Peruvian Roman-Catholic bishop

Ciro Quispe López (born 20 October 1973) served as the Bishop-Prelate of the Territorial Prelature of Juli in Peru. He resigned in September 2025 after being accused of sexual assault and financial mismanagement, though he denies the allegations.

== Early life and education ==
Ciro was born in Cuzco, Peru on 20 October 1973. He studied at Saint Anthony the Abbot Seminary, then he studied at Regina Apostolorum Athenaeum and at the Angelicum University. He also holds a licentiate and doctorate in biblical theology from the Pontifical Gregorian University in Rome.

== Priesthood ==
On 30 November 2001 Ciro received his priestly ordination.
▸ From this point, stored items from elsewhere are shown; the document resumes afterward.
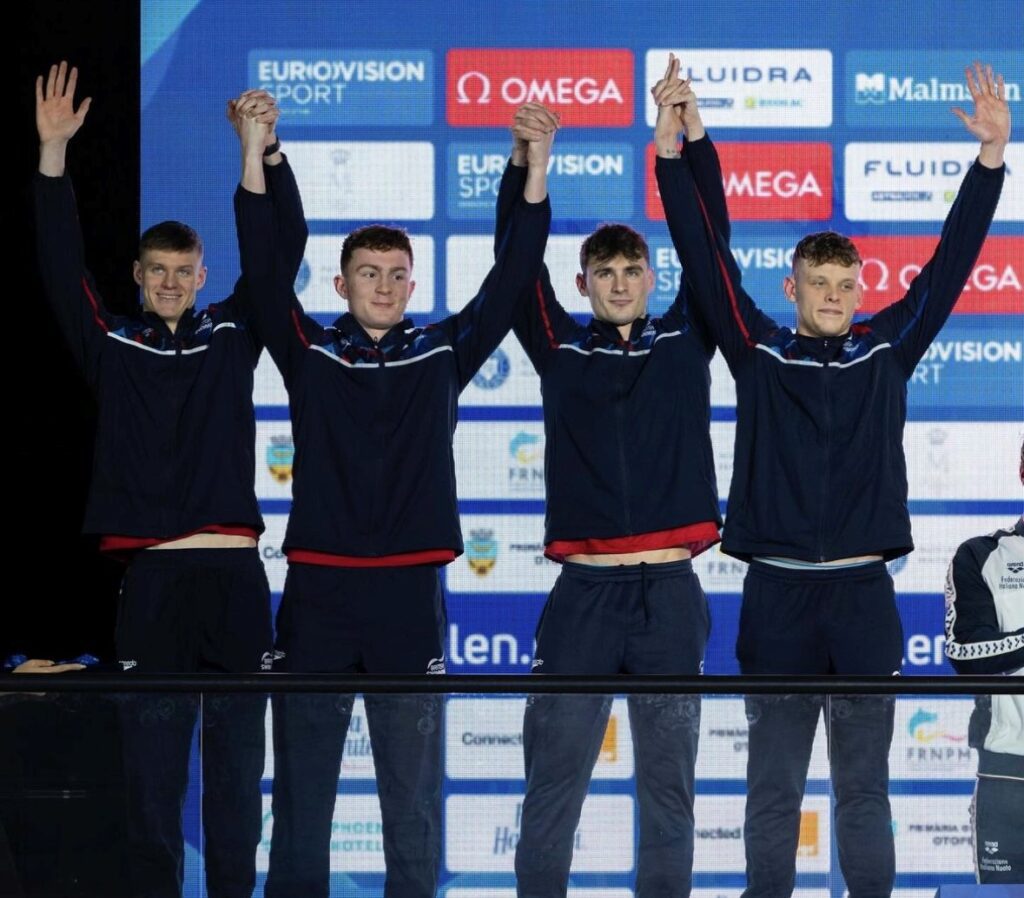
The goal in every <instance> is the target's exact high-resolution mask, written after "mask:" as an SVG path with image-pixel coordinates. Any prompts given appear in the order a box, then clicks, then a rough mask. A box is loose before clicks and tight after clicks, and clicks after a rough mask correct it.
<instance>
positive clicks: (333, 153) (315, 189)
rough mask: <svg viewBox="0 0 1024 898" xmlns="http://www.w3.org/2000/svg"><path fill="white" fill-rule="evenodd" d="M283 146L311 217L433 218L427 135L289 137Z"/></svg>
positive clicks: (303, 198)
mask: <svg viewBox="0 0 1024 898" xmlns="http://www.w3.org/2000/svg"><path fill="white" fill-rule="evenodd" d="M286 148H287V152H288V158H289V161H290V162H291V164H292V168H294V169H295V178H296V180H297V181H298V183H299V190H300V191H301V194H302V206H303V209H304V210H305V215H306V218H307V219H309V220H310V221H314V220H317V219H328V220H340V219H349V220H352V219H355V220H372V221H384V222H387V221H395V220H397V221H401V220H425V219H429V218H433V215H434V144H433V143H431V142H430V141H428V140H420V141H413V140H410V141H396V140H395V141H384V140H324V141H315V142H312V141H301V140H296V141H291V140H290V141H289V142H288V146H287V147H286Z"/></svg>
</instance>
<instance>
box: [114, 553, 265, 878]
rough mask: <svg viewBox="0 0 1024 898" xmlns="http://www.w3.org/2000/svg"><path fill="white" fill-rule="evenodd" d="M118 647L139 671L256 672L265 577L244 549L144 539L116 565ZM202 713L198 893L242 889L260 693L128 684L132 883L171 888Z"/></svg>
mask: <svg viewBox="0 0 1024 898" xmlns="http://www.w3.org/2000/svg"><path fill="white" fill-rule="evenodd" d="M116 644H117V652H118V658H119V659H120V660H121V661H124V662H127V661H134V662H135V664H134V666H133V667H132V668H131V670H137V671H140V672H145V673H161V674H163V673H217V672H220V673H232V674H234V673H253V672H257V671H259V670H261V668H262V667H265V666H266V665H267V664H268V662H269V658H270V649H271V646H272V632H271V623H270V589H269V586H268V585H267V580H266V573H265V571H264V569H263V563H262V561H261V560H260V557H259V554H258V552H257V551H256V549H255V548H253V549H150V550H146V551H143V552H139V553H138V554H137V555H136V556H135V557H134V558H133V559H132V562H131V564H130V565H129V567H128V570H127V571H126V573H125V576H124V581H123V584H122V589H121V600H120V607H119V611H118V625H117V634H116ZM200 715H201V729H200V734H201V738H202V750H203V824H204V832H205V837H206V844H205V846H204V855H205V860H206V880H207V894H208V895H209V896H210V898H250V896H251V895H252V892H253V889H254V887H255V884H256V866H255V863H256V847H257V846H258V845H259V840H260V831H261V826H262V795H261V792H260V778H261V777H262V775H263V761H264V749H265V745H264V718H265V715H266V696H265V695H258V694H255V695H253V694H229V693H216V694H210V695H204V696H202V697H200V696H196V695H187V694H182V693H174V694H166V695H161V694H154V693H145V692H143V693H127V694H126V695H125V697H124V699H123V700H122V702H121V729H122V738H123V740H124V763H125V775H126V783H127V795H128V812H127V813H128V822H127V826H126V829H127V832H128V857H129V878H130V881H131V886H130V891H131V894H132V895H133V896H136V898H178V896H180V895H181V887H182V881H183V873H184V866H183V861H184V855H183V850H184V843H183V838H182V830H181V807H182V802H183V801H184V796H185V789H186V787H187V783H188V755H189V750H190V747H191V737H193V731H194V729H195V727H196V720H197V717H199V716H200Z"/></svg>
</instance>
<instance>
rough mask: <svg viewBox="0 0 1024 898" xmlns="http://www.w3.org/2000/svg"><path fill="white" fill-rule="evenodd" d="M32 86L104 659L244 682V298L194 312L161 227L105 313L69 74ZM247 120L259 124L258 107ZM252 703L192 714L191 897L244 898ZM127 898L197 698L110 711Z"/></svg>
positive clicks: (142, 862)
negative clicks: (97, 592) (122, 731)
mask: <svg viewBox="0 0 1024 898" xmlns="http://www.w3.org/2000/svg"><path fill="white" fill-rule="evenodd" d="M42 82H43V79H40V82H39V84H38V85H37V124H38V127H39V135H40V141H41V151H40V165H39V174H38V175H37V178H36V182H35V197H36V219H37V229H38V249H39V258H40V261H41V269H42V276H43V284H44V287H45V291H46V297H47V300H48V301H49V303H50V305H51V306H52V308H53V310H54V313H55V315H56V318H57V322H58V324H59V326H60V329H61V331H62V333H63V335H65V337H66V339H67V341H68V343H69V345H70V347H71V350H72V352H73V353H74V354H75V356H76V358H77V360H78V362H79V365H80V366H81V367H82V370H83V372H84V373H85V377H86V379H87V381H88V382H89V384H90V386H91V388H92V390H93V391H94V393H95V395H96V399H97V403H98V410H99V412H98V416H99V417H98V422H97V427H96V441H95V452H94V459H93V471H92V481H91V486H90V491H89V498H88V504H87V508H86V513H85V525H84V529H85V531H86V532H88V533H98V534H100V536H101V541H100V548H101V549H102V550H104V551H110V552H112V553H116V554H118V555H119V556H122V557H127V558H129V559H130V560H129V564H128V568H127V571H126V573H125V576H124V581H123V585H122V591H121V599H120V606H119V612H118V624H117V634H116V645H117V651H118V655H119V657H120V658H121V659H122V664H123V666H124V667H125V668H132V669H135V670H140V671H146V672H158V673H165V672H196V671H201V672H217V671H224V672H248V671H259V670H260V669H261V666H263V665H264V664H265V662H266V661H267V660H268V659H269V652H270V649H271V647H272V632H271V622H270V604H269V588H268V586H267V581H266V574H265V573H264V570H263V565H262V562H261V561H260V558H259V555H258V553H257V551H256V548H255V545H256V538H257V536H258V534H259V533H260V532H261V531H262V529H263V522H262V519H261V517H260V514H259V508H258V506H257V503H256V497H255V491H254V481H255V460H254V456H255V453H254V442H255V423H254V420H253V408H252V390H253V369H254V368H255V366H256V360H257V358H258V356H259V353H260V349H261V345H260V343H259V341H258V340H257V339H256V338H255V336H254V334H253V332H252V330H250V328H249V326H248V320H247V316H246V312H245V307H244V298H245V294H244V284H242V283H241V282H240V284H239V285H238V286H237V289H236V294H234V295H233V296H232V297H229V298H228V299H227V300H225V301H224V302H221V303H217V304H214V305H211V306H209V307H208V308H206V309H204V310H203V311H198V312H197V311H196V310H195V309H194V308H193V304H194V302H195V299H196V292H197V291H198V290H199V289H200V288H201V287H202V283H203V280H204V277H205V270H206V269H205V268H204V267H203V265H202V262H203V258H202V245H201V244H200V243H199V238H198V236H197V234H196V233H195V231H193V230H191V229H190V228H188V227H187V226H185V225H182V224H180V223H178V222H164V223H162V224H159V225H156V226H155V227H153V228H151V229H150V230H148V231H146V232H145V233H144V234H143V236H142V240H141V246H140V253H139V261H137V262H136V266H135V271H136V282H137V283H138V284H139V285H140V287H141V293H142V300H143V305H142V307H141V308H139V309H137V310H135V311H132V312H130V313H128V314H125V315H116V314H113V313H111V312H110V311H109V310H108V309H106V308H105V307H104V306H103V303H102V300H101V299H100V297H99V293H98V291H97V290H96V287H95V285H94V283H93V281H92V276H91V275H90V273H89V272H88V270H87V269H86V267H85V261H84V257H83V247H82V234H81V231H80V227H79V222H78V213H77V209H76V205H75V196H74V193H73V190H72V184H71V180H70V178H69V177H68V175H67V174H66V172H65V156H66V149H67V144H68V141H69V140H70V139H71V138H72V136H74V134H75V133H76V132H77V131H78V129H79V127H81V125H82V123H83V122H84V120H85V116H86V113H87V110H88V100H84V101H83V102H82V104H81V105H80V108H79V110H78V111H77V112H76V111H75V110H74V92H75V82H76V73H75V70H72V71H71V73H70V74H69V73H68V70H67V67H66V66H65V65H63V63H61V66H60V67H59V69H58V68H57V67H53V68H52V69H51V71H50V73H49V77H48V79H47V81H46V83H45V86H44V84H43V83H42ZM262 102H263V109H265V110H271V113H272V112H273V111H272V103H271V101H270V100H269V97H267V96H263V98H262ZM268 162H269V163H270V164H269V165H268V166H267V179H268V181H270V182H271V183H272V184H273V187H272V193H273V198H274V204H273V205H274V210H275V212H274V217H275V222H276V226H279V227H280V228H281V241H280V244H279V246H280V247H281V249H282V251H283V252H287V253H289V255H290V258H291V259H292V261H291V262H290V263H288V264H289V265H290V266H291V268H292V269H293V270H295V269H297V267H298V262H299V261H300V260H301V258H302V248H303V242H304V238H305V231H304V228H295V229H292V230H289V225H290V224H293V223H294V215H293V213H294V211H295V210H296V209H298V211H299V215H298V222H299V223H301V207H300V206H299V205H298V193H297V189H296V186H295V182H294V178H293V177H292V174H291V172H290V170H289V168H288V166H287V164H275V163H281V157H280V156H278V157H275V158H270V159H269V160H268ZM265 704H266V702H265V699H261V698H259V697H257V696H217V697H215V698H211V699H209V700H208V701H207V702H206V703H205V705H204V715H203V746H204V754H203V765H204V767H203V770H204V822H205V830H206V846H205V854H206V869H207V885H208V891H209V894H210V895H211V896H240V898H241V896H249V895H251V893H252V890H253V888H254V885H255V876H256V874H255V851H256V845H257V844H258V842H259V837H260V827H261V818H262V805H261V797H260V777H261V775H262V769H263V756H264V745H263V741H264V740H263V716H264V709H265ZM123 707H124V713H125V719H124V721H123V727H122V729H123V735H124V740H125V749H124V756H125V763H126V776H127V784H128V794H129V825H128V826H127V827H126V829H127V831H128V833H129V839H130V845H129V852H128V853H129V856H130V858H131V869H130V875H131V887H130V888H131V893H132V894H133V895H136V896H175V895H179V894H180V890H181V882H182V860H183V844H182V832H181V802H182V800H183V796H184V792H185V786H186V780H187V769H188V753H189V747H190V742H191V733H193V730H194V728H195V723H196V718H197V713H198V707H199V703H198V700H197V699H196V698H195V697H191V696H155V695H148V694H141V695H138V696H136V697H135V698H132V699H131V700H126V701H125V702H124V705H123Z"/></svg>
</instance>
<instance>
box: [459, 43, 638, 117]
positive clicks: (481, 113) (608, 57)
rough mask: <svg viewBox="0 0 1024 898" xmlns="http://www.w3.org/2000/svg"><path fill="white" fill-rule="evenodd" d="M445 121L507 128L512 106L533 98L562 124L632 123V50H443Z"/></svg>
mask: <svg viewBox="0 0 1024 898" xmlns="http://www.w3.org/2000/svg"><path fill="white" fill-rule="evenodd" d="M445 98H446V109H447V123H449V124H450V125H453V126H456V127H461V126H469V127H477V126H480V125H497V126H499V127H503V128H507V127H508V126H509V125H510V124H511V123H512V117H513V116H514V115H515V112H516V110H517V109H518V108H519V106H521V105H522V104H523V103H526V102H539V103H543V104H544V105H546V106H548V109H550V110H552V111H553V112H556V113H558V114H559V115H560V116H561V124H562V127H591V126H600V127H620V128H622V127H628V126H629V125H632V124H633V52H632V51H631V50H606V49H594V48H589V47H588V48H584V47H572V48H566V49H544V50H535V49H519V48H515V49H512V48H510V49H482V48H481V49H477V48H465V49H464V48H459V49H454V50H449V52H447V77H446V91H445Z"/></svg>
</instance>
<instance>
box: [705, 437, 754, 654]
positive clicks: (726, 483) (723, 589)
mask: <svg viewBox="0 0 1024 898" xmlns="http://www.w3.org/2000/svg"><path fill="white" fill-rule="evenodd" d="M712 426H714V425H712ZM717 455H718V453H717V452H716V456H717ZM718 482H719V489H720V490H721V489H723V488H725V487H726V486H727V485H728V482H729V481H728V480H727V479H726V478H725V477H724V476H723V474H722V471H721V470H720V471H718ZM692 563H693V572H694V573H695V574H696V575H697V578H698V579H699V581H700V585H701V586H702V587H703V591H705V592H706V593H741V592H742V591H743V578H744V576H746V566H748V565H746V562H745V561H740V560H739V559H738V558H733V557H732V556H730V555H726V554H725V553H724V552H723V551H722V544H721V543H718V544H716V545H715V546H713V547H712V548H711V549H709V550H708V551H707V552H701V553H700V554H699V555H698V556H697V557H696V558H694V559H693V562H692ZM718 624H719V621H718V618H717V617H716V618H715V626H714V627H713V628H712V638H714V637H715V631H716V630H717V629H718ZM709 673H710V672H709Z"/></svg>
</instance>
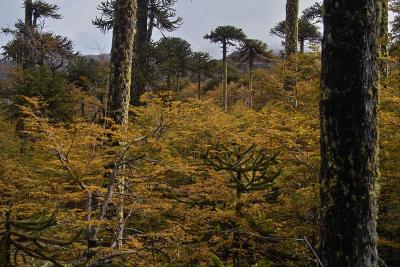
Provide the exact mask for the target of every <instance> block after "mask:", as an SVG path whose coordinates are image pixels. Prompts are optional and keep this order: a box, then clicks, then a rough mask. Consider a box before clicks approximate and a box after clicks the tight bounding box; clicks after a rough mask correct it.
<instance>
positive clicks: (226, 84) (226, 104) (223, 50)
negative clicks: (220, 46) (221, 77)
mask: <svg viewBox="0 0 400 267" xmlns="http://www.w3.org/2000/svg"><path fill="white" fill-rule="evenodd" d="M227 53H228V45H227V41H224V42H223V43H222V62H223V65H224V66H223V67H224V76H223V78H222V79H223V81H222V82H223V97H222V99H223V104H224V108H225V111H227V110H228V107H229V99H228V98H229V93H228V63H227V61H226V56H227Z"/></svg>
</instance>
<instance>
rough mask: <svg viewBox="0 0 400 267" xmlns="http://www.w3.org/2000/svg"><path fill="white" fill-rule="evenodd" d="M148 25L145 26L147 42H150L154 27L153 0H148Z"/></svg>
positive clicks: (153, 7) (150, 41) (153, 8)
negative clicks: (148, 20)
mask: <svg viewBox="0 0 400 267" xmlns="http://www.w3.org/2000/svg"><path fill="white" fill-rule="evenodd" d="M149 5H150V7H149V14H148V16H149V25H148V28H147V43H148V44H150V42H151V38H152V36H153V29H154V20H155V19H156V15H155V14H154V7H153V6H154V0H150V3H149Z"/></svg>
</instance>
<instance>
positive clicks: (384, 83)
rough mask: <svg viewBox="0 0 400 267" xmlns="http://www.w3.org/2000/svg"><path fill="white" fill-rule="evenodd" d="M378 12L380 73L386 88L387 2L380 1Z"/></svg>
mask: <svg viewBox="0 0 400 267" xmlns="http://www.w3.org/2000/svg"><path fill="white" fill-rule="evenodd" d="M379 3H380V4H381V6H380V8H379V10H380V13H379V20H380V22H379V44H380V58H381V61H380V71H381V78H382V85H383V86H384V87H386V86H387V77H388V75H389V69H388V61H387V57H388V56H389V51H388V45H389V1H388V0H381V1H380V2H379Z"/></svg>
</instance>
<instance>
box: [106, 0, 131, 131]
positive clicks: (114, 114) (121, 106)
mask: <svg viewBox="0 0 400 267" xmlns="http://www.w3.org/2000/svg"><path fill="white" fill-rule="evenodd" d="M135 16H136V0H117V1H116V12H115V20H114V28H113V41H112V49H111V60H110V79H109V90H108V105H107V107H108V115H109V116H110V117H111V119H113V120H114V121H115V123H117V124H121V125H123V124H127V123H128V113H129V112H128V111H129V101H130V87H131V74H132V73H131V71H132V58H133V39H134V32H135V30H134V29H135Z"/></svg>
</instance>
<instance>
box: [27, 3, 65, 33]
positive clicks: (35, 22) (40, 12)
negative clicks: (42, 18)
mask: <svg viewBox="0 0 400 267" xmlns="http://www.w3.org/2000/svg"><path fill="white" fill-rule="evenodd" d="M59 9H60V8H59V7H58V6H57V5H54V4H49V3H47V2H46V1H44V0H35V1H33V2H32V3H31V6H30V11H31V12H32V23H31V24H32V25H33V26H35V27H36V26H37V22H38V20H39V19H41V18H52V19H61V15H60V14H59V13H58V11H59Z"/></svg>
He was incardinated in the archdiocese of Cuzco. He was serving as director of studies in Saint Anthony the Abbot Seminary.

== Episcopate ==
On 15 November 2018, Pope Francis appointed Ciro as Prelate of Juli, Peru. His episcopal ordination was on 15 Dec 2018 at San Pedro Apostol Cathedral, Juli, Peru. The principal consecrator was Nicola Girasoli and principal co-consecrators were Archbishop Héctor Miguel Cabrejos Vidarte and Archbishop Richard Daniel Alarcón Urrutia.

=== Misconduct ===
On 24 September 2025 it was announced that the Holy See had accepted Ciro's resignation. In 2024 it was announced that an investigation had been launched accusing Ciro of sexual misconduct with women and financial mismanagement. The Holy See investigation uncovered voice notes, photos, and videos exchanged with multiple women, some of whom allegedly clashed upon discovering his other relationships. Quispe López denied all accusations, calling them part of a “defamation campaign by dark hands.”